O estilo família caracteriza o modo de vida dos grupos familiares, cujos membros realizam encontros preferencialmente entre si, sobretudo os encontros voltados para o lazer. Neste estilo, os mais novos estão sempre acompanhados dos mais velhos, principalmente nas ocasiões em que não podem sair sozinhos. Assim, os mais novos não ficam impedidos de sair, mas só fazem na companhia dos membros mais velhos da família. Muitos foliões tiveram seu primeiro contato com a multidão carnavalesca e foram socializados na dinâmica do carnaval acompanhados dos pais. Esse é um ritual de inserção típico do estilo de vida familiar, que, às vezes, é passado para as gerações futuras.
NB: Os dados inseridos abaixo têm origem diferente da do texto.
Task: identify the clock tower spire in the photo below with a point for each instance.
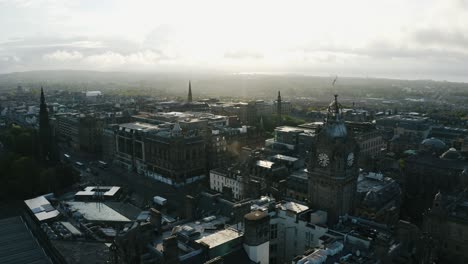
(332, 166)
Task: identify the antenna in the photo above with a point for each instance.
(333, 84)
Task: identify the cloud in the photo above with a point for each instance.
(243, 54)
(63, 55)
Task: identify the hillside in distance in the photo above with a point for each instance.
(235, 85)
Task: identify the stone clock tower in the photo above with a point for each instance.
(332, 167)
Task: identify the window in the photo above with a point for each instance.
(273, 231)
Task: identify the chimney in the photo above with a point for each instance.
(156, 219)
(170, 250)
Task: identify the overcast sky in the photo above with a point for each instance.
(397, 38)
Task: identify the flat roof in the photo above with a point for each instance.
(294, 207)
(18, 245)
(220, 237)
(138, 126)
(71, 228)
(284, 157)
(41, 208)
(265, 163)
(93, 190)
(290, 129)
(94, 212)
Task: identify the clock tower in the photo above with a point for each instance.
(332, 166)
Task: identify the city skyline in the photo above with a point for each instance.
(417, 40)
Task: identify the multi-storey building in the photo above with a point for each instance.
(446, 224)
(370, 140)
(228, 180)
(333, 167)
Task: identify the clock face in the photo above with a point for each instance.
(350, 159)
(323, 159)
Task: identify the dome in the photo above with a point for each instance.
(465, 172)
(336, 130)
(433, 143)
(451, 154)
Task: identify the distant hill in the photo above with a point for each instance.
(235, 85)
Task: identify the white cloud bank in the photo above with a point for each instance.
(397, 38)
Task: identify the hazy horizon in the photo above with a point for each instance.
(385, 39)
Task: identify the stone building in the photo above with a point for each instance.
(446, 223)
(332, 166)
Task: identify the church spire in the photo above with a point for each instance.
(42, 97)
(278, 108)
(189, 97)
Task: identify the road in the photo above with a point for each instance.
(142, 188)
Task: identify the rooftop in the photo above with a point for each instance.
(293, 207)
(97, 212)
(128, 127)
(41, 208)
(220, 237)
(18, 245)
(103, 190)
(265, 164)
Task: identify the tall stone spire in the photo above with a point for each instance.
(46, 143)
(189, 97)
(44, 127)
(278, 108)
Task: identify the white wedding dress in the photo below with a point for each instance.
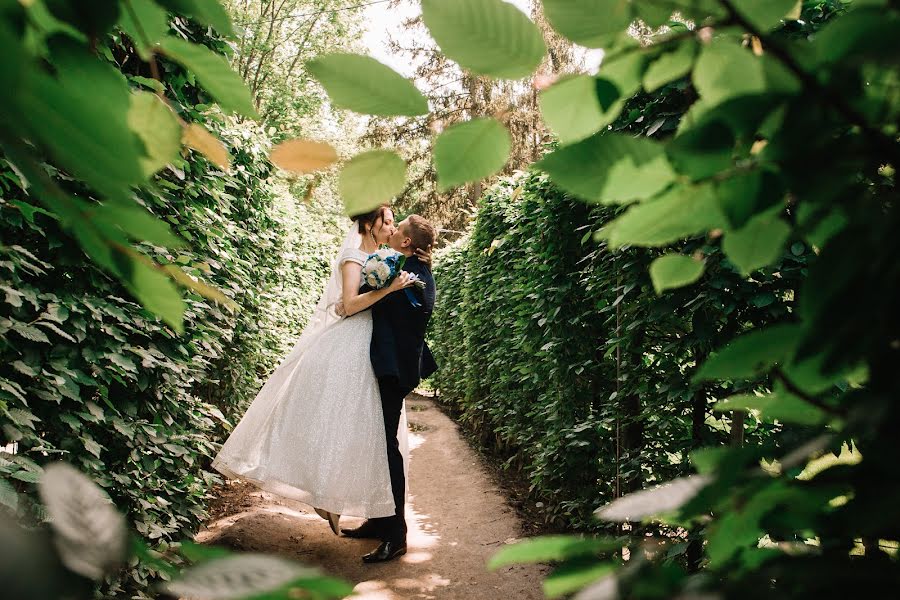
(315, 432)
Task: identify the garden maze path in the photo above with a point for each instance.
(457, 517)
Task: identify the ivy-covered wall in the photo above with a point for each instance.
(90, 377)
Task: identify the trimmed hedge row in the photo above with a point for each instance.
(558, 354)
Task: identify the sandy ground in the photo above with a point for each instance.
(456, 514)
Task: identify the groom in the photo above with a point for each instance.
(400, 359)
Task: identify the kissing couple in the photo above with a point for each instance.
(328, 428)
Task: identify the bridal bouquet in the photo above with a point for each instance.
(381, 268)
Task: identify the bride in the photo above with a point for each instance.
(315, 431)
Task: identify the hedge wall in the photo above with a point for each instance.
(559, 355)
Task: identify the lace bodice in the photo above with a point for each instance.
(352, 254)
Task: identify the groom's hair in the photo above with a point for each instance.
(421, 233)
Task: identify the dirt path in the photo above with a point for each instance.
(457, 520)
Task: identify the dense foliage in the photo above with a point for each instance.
(789, 143)
(572, 366)
(88, 375)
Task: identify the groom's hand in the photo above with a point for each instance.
(424, 255)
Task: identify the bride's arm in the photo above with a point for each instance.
(355, 302)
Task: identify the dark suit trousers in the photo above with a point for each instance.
(393, 529)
A busca pelo corpo bélico caracteriza o estilo de vida esportivo-marcial. Por meio da prática esportiva das artes marciais, os adeptos instrumentalizam seus corpos para o combate. Eles, no geral, os homens, recorrem à ameaça ou ao uso da força física como recurso de afirmação da identidade. Ter um corpo musculoso e portar capital muscular intimida pela ameaça ou potencial uso da força, mas o uso efetivo do corpo como arma, numa situação de confronto, requer vigor bélico, ou seja, o emprego estratégico da vitalidade corporal.

Na minha galera só tem “Pitbull”, porque todo mundo é treinado... é treinado para aquilo [confronto]. Todos treinam alguma coisa. Não tem um... pelo menos naquela galera, não tem um que não treine alguma coisa. Eu treinava boxe, muay thai e jiu jitsu (Juan, 20 anos).

Um corpo desprovido de massa muscular pode surpreender outro abastardo desse capital, pois, o capital muscular torna o corpo uma arma de grosso calibre. Contudo, sem o vigor bélico, o corpo apresenta grandes limitações de agilidade e perícia num possível confronto.

O estilo favela tem como particularidade a defesa dos jovens das periferias da sua identidade social. Embora os jovens das periferias absorvam e resinifiquem elementos da moda difundida pelas classes médias, os parâmetros incorporados ao seu estilo recebem significados ambíguos. Os parâmetros do corpo, que no estilo favela são signos de status, fora desse círculo, são considerados signos de estigma. Tais parâmetros, que incluem marcas e combinação de peças de roupas e corte e tingimento dos cabelos, quando apropriados pelas classes populares recebem rótulos preconceituosos e racistas.

A gente sempre julga, infelizmente. A nossa sociedade sempre julga, e eu não seria diferente. Então, sempre que a gente vê aquela pessoa com o porte denominado do mal, digamos assim, sempre tem aquele receio. Sempre tem aquele preconceito. Eu tenho vergonha de falar isso, apesar de que é normal. Mas... pessoas com aquelas vestimentas mais despojada, aquelas vestimentas mais florescentes, o corte de cabelo, o corte da sobrancelha, piercing, tatuagem, apesar de ser completamente contra, as vezes a gente julga sem querer (Francielle, 15 anos, Foliã).

Com efeito, o estilo favela é caracterizado pela resistência dos seus adeptos ao preconceito, à repressão social e institucional, contra a construção de sua identidade. Além disso, esse estilo absorve e é absorvido pelos integrantes de grupos criminosos nos contextos de sua construção, mas, de qualquer sorte, ao adotar o estilo favela, os jovens da periferia pretendem não viver sós e nem isolados em seu próprio mundo.

De acordo com a ordem em que estão dispostos os estilos de vida acima, há uma tendência em assumirem uma conformação heteronormativa. O ser hétero, visto como a sexualidade padrão, está implicada a um conjunto de coisas e ideias que trata a heterossexualidade como norma. Ligado a essa postura encontra-se a afirmação das identidades ofensivas, que envolvem o combate, o comportamento desafiador e o uso da força. A afirmação da virilidade masculina é a expressão máxima dessas identidades.

As diferenças de classes sociais e raciais também são as condições objetivas de distinção dos estilos de vida. A condição de classe e raça faz com que o estilo favela destoe das demais configurações. Os foliões negros e pobres se concentram na configuração favela. Os outros estilos apresentam variações de configuração que tem a classe média branca como segmento expressivo.